Em 1976, terminou o colégio. Os irmãos mais velhos estudavam fora de Santa Cruz do Rio Pardo e a
situação financeira pedia uma solução mais sensata, então os pais decidiram mudar para São Paulo. A família
Mastrodomenico teve de se reinventar na capital.
Foram morar na rua São Carlos do Pinhal, atrás do prédio da Gazeta. O sonho de ser compositor estava mais próximo, porém, havia a expectativa dos pais para Guca cursar uma faculdade. Tentou alguns cursos difíceis de entrar (medicina e odontologia) porque queria vencer pelo cansaço. Sua intenção era ser músico.
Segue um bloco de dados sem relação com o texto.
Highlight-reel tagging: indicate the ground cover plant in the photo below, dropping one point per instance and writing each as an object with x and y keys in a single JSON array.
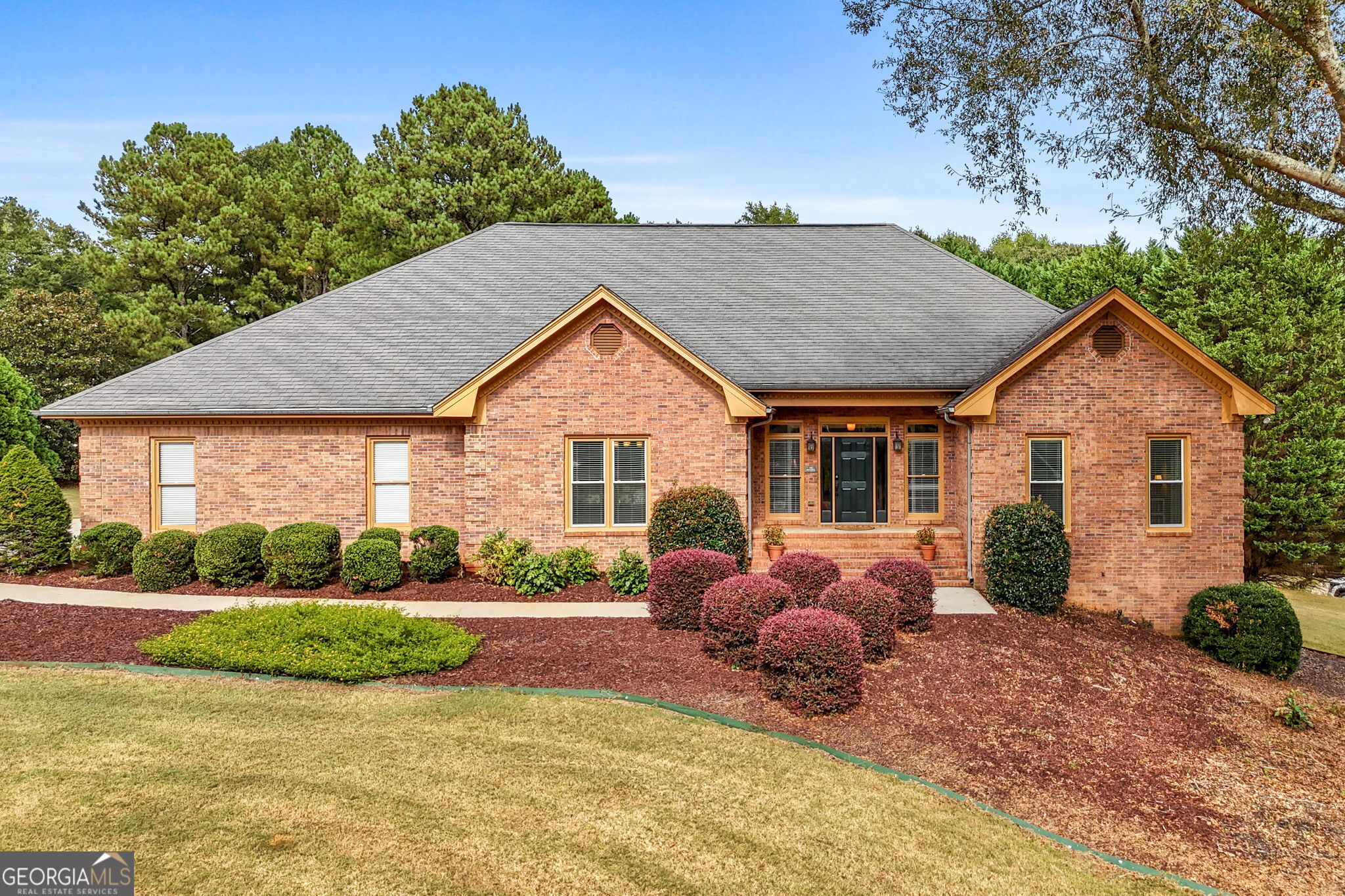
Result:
[
  {"x": 105, "y": 548},
  {"x": 502, "y": 802},
  {"x": 315, "y": 641}
]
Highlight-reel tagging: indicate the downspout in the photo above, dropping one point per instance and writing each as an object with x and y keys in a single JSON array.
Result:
[
  {"x": 947, "y": 417},
  {"x": 770, "y": 416}
]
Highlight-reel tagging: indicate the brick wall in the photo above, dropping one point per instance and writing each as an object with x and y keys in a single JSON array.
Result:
[{"x": 1109, "y": 408}]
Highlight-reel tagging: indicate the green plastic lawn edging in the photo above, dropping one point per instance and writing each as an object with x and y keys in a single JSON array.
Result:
[{"x": 678, "y": 708}]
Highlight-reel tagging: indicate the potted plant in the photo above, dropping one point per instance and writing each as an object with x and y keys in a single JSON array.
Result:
[{"x": 925, "y": 539}]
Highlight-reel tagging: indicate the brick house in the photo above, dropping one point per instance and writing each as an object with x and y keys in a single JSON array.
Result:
[{"x": 849, "y": 383}]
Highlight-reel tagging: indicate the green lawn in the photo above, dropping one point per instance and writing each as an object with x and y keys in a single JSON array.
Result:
[
  {"x": 242, "y": 788},
  {"x": 1323, "y": 620}
]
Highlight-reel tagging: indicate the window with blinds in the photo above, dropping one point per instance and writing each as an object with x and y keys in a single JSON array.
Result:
[
  {"x": 1047, "y": 463},
  {"x": 608, "y": 482},
  {"x": 390, "y": 481},
  {"x": 923, "y": 450},
  {"x": 175, "y": 484},
  {"x": 1166, "y": 481}
]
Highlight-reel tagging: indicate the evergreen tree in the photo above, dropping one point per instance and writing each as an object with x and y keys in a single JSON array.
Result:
[{"x": 34, "y": 515}]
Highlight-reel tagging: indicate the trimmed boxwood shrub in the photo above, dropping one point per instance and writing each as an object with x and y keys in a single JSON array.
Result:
[
  {"x": 231, "y": 555},
  {"x": 372, "y": 565},
  {"x": 34, "y": 515},
  {"x": 1026, "y": 557},
  {"x": 315, "y": 641},
  {"x": 732, "y": 613},
  {"x": 105, "y": 548},
  {"x": 677, "y": 582},
  {"x": 698, "y": 516},
  {"x": 912, "y": 582},
  {"x": 300, "y": 555},
  {"x": 1250, "y": 626},
  {"x": 384, "y": 532},
  {"x": 435, "y": 554},
  {"x": 807, "y": 574},
  {"x": 628, "y": 575},
  {"x": 164, "y": 561},
  {"x": 576, "y": 565},
  {"x": 873, "y": 606},
  {"x": 811, "y": 660}
]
Dois anos se passaram e seu irmão mais velho sugeriu o curso de jornalismo, na Faculdade Cásper Líbero – "do outro lado da rua." Para tranqüilizar a mãe que temia que o filho seguisse a desregrada carreira de músico, prestou vestibular e entrou.
Na Cásper Líbero, em 1979, conheceu Laert Sarrumor, Carlos Melo, Pituco e Lizoel Costa e formaram o Língua de Trapo, nos estertores do regime militar. No mesmo ano, iniciou uma colaboração na Folhinha de São Paulo, escrevendo uma página dedicada ao público adolescente.
O ano de 1981 foi um divisor de águas: terminou a faculdade, deixou o Língua de Trapo e a Folhinha, e começou a fazer Macrobiótica. A partir daí, a vida e a carreira de Guca Domenico tangenciaram para uma área (ainda) mais alternativa.
De 1982 a 1987 não fez shows e foi cozinheiro naturalista (Artemísia), marceneiro (Pau-Pau) e professor de violão popular (Conservatório Souza Lima).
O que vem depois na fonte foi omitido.